Police inside the Cannabis Culture store on Church Street. Police raid Cannabis stores across the country on Thursday March 9, 2017. (Craig Robertson /Toronto Sun)
You’d think they would be out of doobies.
Even after Toronto Police cleaned the place out of all their pot, the stench of marijuana was ripe inside the store. Police took out tens of thousands of dollars worth of product from envelopes and jars.
But they didn’t get it all.
Staff found police left behind some rolled joints and undetected envelopes of pot.
The smiling group, who got off on warnings by the same police who did charge owners Marc and Jodi Emery, quickly rolled and sparked up the spoils in defiance right in front myself and colleagues Maryam Shah and photographer Craig Robertson.
The message was clear.
“We will be open again tomorrow,” General Manager Jamie McConnell insisted. “When you are in the pot dispensary business, you expect this.”
Having said that arresting the Emerys on the airplane and “raiding every store” did “come as a surprise.”
Meanwhile, even though the aroma inside Cannabis Culture at 461 Church St. was strong, it’s not the biggest stink in this story of the mission by the federal Liberal government to “legalize” marijuana.
That big corporate entities, and big government, would prefer to corner the market and cut out small pot pioneers is what smells the most.
“Government wants the large player dispensing model for tax collection and profit but the buying public want this storefront model,” said McConnell. “We pay our taxes and we serve 2,000 people every day.”
But it’s the Shoppers Drug Mart, or perhaps even an LCBO-style model, that is the way government is taking legalization – clearly a different direction than letting people like Emery get a foothold into that future multi-billion dollar goldmine. They don’t have to look back far in history to see how people with names like Bronfman, Kennedy and Sleeman were thorns in the side of the law during prohibition times but later became pillars of society.
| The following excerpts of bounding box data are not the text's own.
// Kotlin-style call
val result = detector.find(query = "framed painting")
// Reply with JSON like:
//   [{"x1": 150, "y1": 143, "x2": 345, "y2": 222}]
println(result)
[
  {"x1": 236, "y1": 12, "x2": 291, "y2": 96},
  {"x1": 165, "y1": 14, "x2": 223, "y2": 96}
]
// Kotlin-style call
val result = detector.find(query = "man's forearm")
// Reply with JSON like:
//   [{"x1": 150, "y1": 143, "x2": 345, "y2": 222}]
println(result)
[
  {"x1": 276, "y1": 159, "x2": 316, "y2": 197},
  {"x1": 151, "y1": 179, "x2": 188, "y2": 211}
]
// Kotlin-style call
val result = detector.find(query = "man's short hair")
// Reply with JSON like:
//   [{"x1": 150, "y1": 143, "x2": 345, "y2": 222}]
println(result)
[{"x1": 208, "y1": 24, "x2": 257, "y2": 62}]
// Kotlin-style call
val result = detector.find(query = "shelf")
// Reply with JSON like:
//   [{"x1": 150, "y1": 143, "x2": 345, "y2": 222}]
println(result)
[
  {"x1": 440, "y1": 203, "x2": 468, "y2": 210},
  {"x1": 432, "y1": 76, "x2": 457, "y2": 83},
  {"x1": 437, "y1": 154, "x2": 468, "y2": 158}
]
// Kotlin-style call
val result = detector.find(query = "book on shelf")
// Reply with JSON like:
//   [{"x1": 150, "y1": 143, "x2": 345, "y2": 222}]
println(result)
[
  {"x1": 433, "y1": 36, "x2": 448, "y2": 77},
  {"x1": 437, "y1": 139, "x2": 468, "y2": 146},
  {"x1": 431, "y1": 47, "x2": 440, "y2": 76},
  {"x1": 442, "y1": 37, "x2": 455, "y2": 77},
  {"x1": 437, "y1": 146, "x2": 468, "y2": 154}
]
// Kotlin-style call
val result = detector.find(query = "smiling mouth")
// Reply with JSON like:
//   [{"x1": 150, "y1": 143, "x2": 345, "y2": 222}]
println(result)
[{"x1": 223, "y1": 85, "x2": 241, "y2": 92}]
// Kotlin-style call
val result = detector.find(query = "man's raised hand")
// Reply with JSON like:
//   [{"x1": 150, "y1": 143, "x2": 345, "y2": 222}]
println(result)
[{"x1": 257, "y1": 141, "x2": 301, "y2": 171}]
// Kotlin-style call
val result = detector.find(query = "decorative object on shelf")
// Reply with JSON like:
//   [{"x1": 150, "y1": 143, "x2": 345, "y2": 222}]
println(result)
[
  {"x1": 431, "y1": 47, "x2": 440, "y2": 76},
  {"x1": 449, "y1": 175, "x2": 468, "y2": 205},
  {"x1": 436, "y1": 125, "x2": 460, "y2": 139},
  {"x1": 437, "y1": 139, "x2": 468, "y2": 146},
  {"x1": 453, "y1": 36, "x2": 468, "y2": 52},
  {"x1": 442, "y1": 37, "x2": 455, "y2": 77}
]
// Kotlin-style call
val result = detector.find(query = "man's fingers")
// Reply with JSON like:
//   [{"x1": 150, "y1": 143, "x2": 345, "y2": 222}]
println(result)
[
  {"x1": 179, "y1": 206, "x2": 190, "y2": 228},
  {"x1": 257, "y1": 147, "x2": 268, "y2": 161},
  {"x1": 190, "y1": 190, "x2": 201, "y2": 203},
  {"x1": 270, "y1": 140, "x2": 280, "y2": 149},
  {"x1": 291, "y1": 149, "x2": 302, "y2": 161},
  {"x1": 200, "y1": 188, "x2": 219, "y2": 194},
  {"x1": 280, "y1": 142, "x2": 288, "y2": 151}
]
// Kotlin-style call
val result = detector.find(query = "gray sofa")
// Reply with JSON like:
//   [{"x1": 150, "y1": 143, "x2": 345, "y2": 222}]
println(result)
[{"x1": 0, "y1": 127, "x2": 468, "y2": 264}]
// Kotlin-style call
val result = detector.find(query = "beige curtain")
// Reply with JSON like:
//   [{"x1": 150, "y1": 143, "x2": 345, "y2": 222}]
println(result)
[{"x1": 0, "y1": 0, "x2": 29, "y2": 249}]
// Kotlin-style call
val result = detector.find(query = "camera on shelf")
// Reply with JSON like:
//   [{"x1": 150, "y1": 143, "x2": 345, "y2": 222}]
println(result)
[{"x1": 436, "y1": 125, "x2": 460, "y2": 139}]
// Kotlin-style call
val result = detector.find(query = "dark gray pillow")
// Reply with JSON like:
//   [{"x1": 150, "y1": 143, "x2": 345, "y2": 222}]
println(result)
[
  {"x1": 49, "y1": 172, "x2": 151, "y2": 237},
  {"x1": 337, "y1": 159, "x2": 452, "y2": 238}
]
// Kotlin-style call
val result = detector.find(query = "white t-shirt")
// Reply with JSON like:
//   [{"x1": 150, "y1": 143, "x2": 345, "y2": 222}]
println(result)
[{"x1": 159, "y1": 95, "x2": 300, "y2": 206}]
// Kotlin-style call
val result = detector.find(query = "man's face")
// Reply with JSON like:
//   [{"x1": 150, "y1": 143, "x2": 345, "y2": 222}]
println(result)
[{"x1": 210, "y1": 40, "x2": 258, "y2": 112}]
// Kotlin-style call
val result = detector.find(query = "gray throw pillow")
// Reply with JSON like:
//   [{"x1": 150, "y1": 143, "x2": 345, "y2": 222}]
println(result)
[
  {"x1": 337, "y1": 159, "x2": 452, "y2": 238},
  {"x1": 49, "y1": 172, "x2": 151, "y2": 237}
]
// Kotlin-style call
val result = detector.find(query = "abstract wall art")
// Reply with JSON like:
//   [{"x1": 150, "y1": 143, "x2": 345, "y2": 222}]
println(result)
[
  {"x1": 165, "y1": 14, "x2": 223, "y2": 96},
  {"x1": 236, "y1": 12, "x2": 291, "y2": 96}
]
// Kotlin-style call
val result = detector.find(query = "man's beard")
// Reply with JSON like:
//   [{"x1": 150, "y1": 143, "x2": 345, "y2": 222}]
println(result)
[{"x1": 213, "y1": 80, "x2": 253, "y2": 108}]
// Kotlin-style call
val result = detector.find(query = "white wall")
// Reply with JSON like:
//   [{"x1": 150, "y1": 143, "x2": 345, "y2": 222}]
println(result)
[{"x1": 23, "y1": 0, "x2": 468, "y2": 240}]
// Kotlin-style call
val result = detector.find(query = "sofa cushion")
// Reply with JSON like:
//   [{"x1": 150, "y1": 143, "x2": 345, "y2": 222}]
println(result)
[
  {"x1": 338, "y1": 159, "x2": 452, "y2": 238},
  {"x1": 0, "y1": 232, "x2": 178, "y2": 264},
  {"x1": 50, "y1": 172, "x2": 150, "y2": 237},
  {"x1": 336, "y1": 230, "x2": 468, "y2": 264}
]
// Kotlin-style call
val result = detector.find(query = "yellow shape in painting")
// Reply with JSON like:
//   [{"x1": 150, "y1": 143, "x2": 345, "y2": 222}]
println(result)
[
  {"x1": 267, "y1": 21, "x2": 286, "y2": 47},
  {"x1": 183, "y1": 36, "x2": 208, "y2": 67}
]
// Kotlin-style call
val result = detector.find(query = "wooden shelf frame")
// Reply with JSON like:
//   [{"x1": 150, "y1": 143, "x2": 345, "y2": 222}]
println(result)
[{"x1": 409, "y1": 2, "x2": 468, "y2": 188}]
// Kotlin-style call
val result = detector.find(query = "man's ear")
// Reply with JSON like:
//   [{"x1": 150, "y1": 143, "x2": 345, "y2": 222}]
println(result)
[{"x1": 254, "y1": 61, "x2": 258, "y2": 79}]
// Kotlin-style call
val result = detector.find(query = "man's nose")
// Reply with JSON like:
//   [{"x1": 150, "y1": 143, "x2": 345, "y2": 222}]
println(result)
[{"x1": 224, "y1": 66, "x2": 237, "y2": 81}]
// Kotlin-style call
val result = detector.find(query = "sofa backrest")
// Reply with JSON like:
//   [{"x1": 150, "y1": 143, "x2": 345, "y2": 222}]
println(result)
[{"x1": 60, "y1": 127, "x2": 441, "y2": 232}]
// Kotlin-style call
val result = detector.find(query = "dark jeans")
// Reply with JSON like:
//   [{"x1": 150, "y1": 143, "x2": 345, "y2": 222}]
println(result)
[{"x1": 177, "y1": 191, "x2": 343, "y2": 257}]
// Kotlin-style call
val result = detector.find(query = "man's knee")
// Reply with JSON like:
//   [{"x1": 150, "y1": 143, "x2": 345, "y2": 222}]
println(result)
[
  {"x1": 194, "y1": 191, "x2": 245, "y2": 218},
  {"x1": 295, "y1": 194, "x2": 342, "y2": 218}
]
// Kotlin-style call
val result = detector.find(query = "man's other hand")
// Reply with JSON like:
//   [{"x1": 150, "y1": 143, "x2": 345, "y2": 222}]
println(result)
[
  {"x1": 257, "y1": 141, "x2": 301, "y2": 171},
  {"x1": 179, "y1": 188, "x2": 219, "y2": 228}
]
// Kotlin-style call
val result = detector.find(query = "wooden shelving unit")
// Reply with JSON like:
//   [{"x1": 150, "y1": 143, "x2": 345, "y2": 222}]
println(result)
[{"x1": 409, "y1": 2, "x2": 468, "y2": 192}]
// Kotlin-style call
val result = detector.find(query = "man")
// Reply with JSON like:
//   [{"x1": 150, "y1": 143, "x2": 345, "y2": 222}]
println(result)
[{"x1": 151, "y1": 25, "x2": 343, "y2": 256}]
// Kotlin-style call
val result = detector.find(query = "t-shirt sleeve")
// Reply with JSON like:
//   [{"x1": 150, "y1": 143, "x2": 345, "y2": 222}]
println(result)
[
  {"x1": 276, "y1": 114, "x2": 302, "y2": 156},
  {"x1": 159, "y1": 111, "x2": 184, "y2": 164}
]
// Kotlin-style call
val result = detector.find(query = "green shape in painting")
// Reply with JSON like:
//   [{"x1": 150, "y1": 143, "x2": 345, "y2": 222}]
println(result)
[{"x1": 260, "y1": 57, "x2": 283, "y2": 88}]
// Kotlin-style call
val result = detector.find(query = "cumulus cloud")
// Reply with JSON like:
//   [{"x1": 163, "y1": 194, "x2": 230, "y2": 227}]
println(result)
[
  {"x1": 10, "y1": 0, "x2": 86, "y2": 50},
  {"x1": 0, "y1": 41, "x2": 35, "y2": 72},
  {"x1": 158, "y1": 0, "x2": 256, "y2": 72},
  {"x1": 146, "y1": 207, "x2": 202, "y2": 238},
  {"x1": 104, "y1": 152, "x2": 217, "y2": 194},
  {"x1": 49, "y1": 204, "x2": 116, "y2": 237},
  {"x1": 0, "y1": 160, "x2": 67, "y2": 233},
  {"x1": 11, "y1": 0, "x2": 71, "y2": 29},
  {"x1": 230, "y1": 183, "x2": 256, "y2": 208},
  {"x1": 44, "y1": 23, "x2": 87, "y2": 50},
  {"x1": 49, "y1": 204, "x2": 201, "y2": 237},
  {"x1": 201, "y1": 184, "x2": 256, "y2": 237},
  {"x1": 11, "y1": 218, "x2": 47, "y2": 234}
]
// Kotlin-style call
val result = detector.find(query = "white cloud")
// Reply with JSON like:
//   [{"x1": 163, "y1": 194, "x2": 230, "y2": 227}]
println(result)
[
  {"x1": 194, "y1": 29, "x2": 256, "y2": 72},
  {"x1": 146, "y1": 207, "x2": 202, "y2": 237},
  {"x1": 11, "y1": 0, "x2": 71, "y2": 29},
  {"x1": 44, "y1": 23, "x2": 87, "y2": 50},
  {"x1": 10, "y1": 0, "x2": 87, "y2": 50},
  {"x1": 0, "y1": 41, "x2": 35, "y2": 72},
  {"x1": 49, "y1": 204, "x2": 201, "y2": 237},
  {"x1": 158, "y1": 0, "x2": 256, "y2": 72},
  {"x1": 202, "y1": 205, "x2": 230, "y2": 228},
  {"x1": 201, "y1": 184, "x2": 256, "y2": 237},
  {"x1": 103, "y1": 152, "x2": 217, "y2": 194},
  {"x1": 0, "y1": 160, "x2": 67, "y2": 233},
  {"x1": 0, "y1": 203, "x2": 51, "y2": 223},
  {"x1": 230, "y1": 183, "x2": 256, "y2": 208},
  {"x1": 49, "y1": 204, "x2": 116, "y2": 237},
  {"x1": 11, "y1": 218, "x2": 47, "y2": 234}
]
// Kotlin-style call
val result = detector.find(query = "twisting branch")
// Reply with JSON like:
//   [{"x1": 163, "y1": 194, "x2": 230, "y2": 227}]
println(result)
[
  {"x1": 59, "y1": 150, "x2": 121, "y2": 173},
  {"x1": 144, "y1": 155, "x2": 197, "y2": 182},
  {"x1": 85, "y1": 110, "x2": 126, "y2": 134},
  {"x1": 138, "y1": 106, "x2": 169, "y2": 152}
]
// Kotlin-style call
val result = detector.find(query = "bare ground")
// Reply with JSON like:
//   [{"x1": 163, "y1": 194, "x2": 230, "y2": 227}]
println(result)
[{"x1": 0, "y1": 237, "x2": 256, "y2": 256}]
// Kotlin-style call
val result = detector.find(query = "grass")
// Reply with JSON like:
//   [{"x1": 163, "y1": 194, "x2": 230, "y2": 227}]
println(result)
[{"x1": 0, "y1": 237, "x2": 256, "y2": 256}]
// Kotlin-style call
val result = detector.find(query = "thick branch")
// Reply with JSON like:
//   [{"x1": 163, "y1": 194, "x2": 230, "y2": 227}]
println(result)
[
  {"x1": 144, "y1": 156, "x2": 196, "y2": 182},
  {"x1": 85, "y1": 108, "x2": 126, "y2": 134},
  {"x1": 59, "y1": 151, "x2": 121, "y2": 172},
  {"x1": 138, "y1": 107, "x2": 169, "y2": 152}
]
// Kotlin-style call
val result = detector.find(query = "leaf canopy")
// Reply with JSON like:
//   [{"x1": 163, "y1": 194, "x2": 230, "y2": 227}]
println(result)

Ironically many of today’s pillars and powerful who have invested in a pot full future.
While you certainly can’t blame police for doing it’s job – and they did it professionally Thursday as the people in the store admitted – you can question Prime Minister Justin Trudeau when he smoked marijuana as a member of the House of Commons, did it come from a legal source or from the grey market like the Emerys operate?
There’s a lot of hypocrisy to go around.
Yes, the laws are there – but to cut the pot enthusiast pioneers out of the legislation pot quest is unreasonable. There’s nothing wrong with being fair and to work with, and talk to, the Marc Emerys of the pot world instead of jailing them.
And accept there’s enough financial buzz for both models to exist.
“We will take as much time as it takes to do it right,” Federal pot czar Scrarborough MP and former Toronto Police Chief Bill Blair told Bloomberg in an interview Monday. “I’m pretty reluctant to suggest a specific time frame, frankly, because I don’t know how long this will take in each of our 10 provinces and three territories.”
Perhaps the Trudeau government should let them all smoke or get off the pot altogether.